Bullish has been valued at $9 billion. The company is set to go public before the year’s end. It will be done through a special purpose acquisition company (SPAC) merger with Far Peak Acquisition.
Bullish’s decision to go public hasn’t been met by praise by all — some are skeptical, including billionaire crypto investor Sam Bankman-Fried, who has said he thinks Bullish’s real goal is to raise the value of its Block.one-associated EOS blockchain.
A filing with the Securities and Exchange Commission (SEC) says SoftBank plans to buy 7.5 million shares for $10 each, once Bullish completes its SPAC merger.
Bullish is backed by billionaire investor Peter Thiel, along with crypto firms like Galaxy Digital.
Ripple, fighting a lawsuit about its alleged misleading of investors, will be allowed to question an ex-Securities and Exchange Commission official on that agency’s policy decisions, Bloomberg writes.
Ripple will now be allowed to depose William H. Hinman, former SEC Division of Corporate Finance division.
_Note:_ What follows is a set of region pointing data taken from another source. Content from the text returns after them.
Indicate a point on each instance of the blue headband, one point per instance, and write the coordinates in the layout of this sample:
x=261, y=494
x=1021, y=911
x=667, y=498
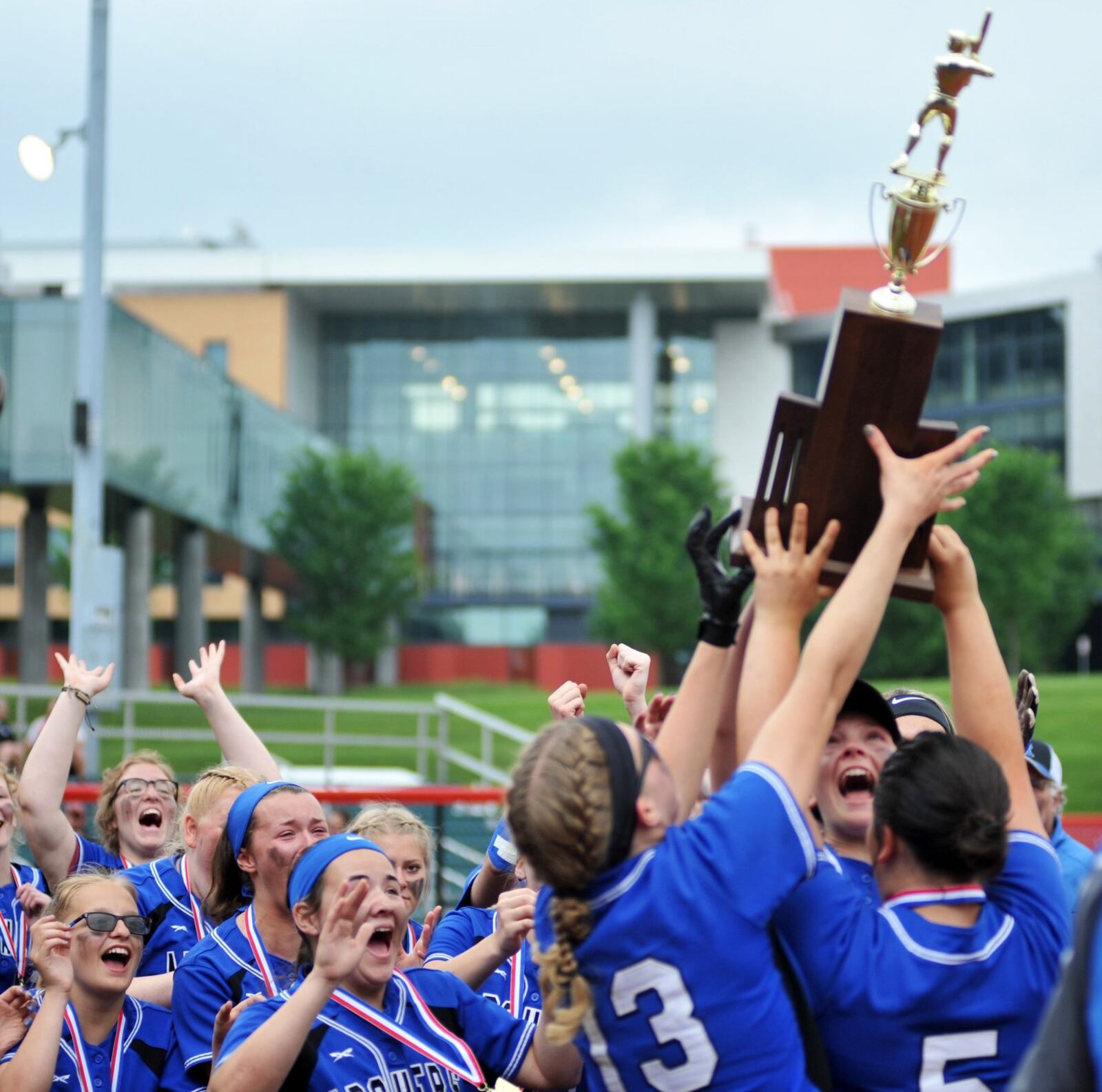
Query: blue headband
x=308, y=869
x=240, y=814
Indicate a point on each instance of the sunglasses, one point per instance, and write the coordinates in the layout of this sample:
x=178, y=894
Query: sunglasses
x=102, y=921
x=136, y=786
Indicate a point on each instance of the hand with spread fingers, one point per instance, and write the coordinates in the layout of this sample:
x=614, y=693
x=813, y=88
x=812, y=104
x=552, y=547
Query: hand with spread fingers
x=916, y=488
x=786, y=582
x=721, y=592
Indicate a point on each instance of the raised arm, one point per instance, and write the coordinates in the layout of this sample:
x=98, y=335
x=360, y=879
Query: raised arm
x=45, y=774
x=686, y=739
x=786, y=591
x=912, y=491
x=630, y=669
x=240, y=745
x=984, y=703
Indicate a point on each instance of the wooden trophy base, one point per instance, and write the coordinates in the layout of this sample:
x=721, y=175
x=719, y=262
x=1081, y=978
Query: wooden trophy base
x=879, y=371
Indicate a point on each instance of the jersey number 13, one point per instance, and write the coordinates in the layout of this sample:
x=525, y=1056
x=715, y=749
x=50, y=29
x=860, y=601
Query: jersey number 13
x=675, y=1023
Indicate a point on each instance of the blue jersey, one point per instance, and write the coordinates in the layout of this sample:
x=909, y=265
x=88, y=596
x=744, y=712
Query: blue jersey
x=860, y=873
x=1076, y=863
x=220, y=968
x=686, y=991
x=343, y=1051
x=904, y=1003
x=178, y=923
x=149, y=1059
x=92, y=853
x=16, y=942
x=514, y=985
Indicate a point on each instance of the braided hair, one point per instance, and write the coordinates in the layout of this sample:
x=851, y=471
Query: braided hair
x=560, y=814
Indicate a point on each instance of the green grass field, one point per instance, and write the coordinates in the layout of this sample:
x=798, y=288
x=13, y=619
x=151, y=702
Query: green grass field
x=1070, y=720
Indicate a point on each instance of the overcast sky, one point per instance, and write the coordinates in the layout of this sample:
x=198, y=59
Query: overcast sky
x=576, y=125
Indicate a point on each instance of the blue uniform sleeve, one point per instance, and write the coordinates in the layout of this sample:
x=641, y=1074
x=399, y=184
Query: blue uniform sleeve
x=453, y=936
x=818, y=924
x=93, y=853
x=246, y=1024
x=198, y=991
x=1030, y=889
x=499, y=1042
x=752, y=840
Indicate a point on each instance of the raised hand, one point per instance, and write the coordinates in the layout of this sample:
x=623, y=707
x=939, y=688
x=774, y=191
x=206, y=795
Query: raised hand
x=16, y=1012
x=81, y=677
x=225, y=1018
x=721, y=593
x=1028, y=702
x=207, y=674
x=630, y=670
x=50, y=940
x=422, y=948
x=516, y=915
x=344, y=936
x=32, y=900
x=916, y=488
x=650, y=721
x=569, y=700
x=955, y=581
x=786, y=582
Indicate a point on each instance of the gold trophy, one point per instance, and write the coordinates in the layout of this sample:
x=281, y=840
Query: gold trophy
x=916, y=209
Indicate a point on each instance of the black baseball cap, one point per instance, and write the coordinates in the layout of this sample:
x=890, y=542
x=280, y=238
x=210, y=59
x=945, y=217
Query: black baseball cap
x=913, y=703
x=866, y=700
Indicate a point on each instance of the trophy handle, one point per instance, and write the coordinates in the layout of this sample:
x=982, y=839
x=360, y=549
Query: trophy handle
x=949, y=209
x=872, y=223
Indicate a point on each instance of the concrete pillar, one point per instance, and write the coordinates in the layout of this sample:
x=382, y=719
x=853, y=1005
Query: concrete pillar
x=191, y=569
x=642, y=331
x=253, y=626
x=33, y=621
x=137, y=579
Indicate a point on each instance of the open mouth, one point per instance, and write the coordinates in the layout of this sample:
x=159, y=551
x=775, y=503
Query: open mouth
x=857, y=783
x=117, y=958
x=152, y=816
x=382, y=939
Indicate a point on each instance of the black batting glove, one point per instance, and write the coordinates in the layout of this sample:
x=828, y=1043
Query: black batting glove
x=721, y=593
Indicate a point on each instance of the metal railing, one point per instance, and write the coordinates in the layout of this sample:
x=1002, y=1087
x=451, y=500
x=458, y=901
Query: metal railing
x=431, y=735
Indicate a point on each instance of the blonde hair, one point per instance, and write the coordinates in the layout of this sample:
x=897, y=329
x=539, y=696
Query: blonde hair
x=560, y=814
x=391, y=818
x=67, y=891
x=105, y=810
x=205, y=792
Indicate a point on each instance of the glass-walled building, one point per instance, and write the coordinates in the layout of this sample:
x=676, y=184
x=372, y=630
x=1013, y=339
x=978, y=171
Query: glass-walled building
x=1004, y=371
x=510, y=424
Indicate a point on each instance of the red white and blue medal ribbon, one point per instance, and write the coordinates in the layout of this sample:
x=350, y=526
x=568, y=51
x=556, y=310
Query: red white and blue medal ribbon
x=18, y=949
x=446, y=1049
x=83, y=1073
x=196, y=914
x=517, y=982
x=259, y=956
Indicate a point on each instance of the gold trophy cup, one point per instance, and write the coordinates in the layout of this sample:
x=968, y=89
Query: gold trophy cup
x=916, y=209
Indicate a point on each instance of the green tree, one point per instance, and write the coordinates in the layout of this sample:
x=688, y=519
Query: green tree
x=1036, y=558
x=344, y=526
x=648, y=597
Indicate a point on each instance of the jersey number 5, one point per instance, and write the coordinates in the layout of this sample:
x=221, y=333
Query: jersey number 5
x=675, y=1023
x=940, y=1049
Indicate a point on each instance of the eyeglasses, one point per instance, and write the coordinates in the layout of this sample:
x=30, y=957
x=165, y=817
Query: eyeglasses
x=136, y=786
x=102, y=921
They want him to give testimony on the agency’s processes for arriving at policy decisions.
Ripple, co-founder Christian Larsen and Chief Executive Officer Bradley Garlinghouse were all targets of the SEC suit last year. The suit alleged that the parties had worked to create an environment where XRP entered a market in which the information available was limited based on what they’d chosen to share.
The two men, according to the SEC, personally profited by around $600 million and had been ignoring legal advice that XRP could be considered an investment contract and thus a security, so the two men had been selling virtual tokens without registering them.
Ripple has countered before that XRP isn’t a security — the company says it’s a medium of exchange and is used as a virtual currency in international and domestic transactions.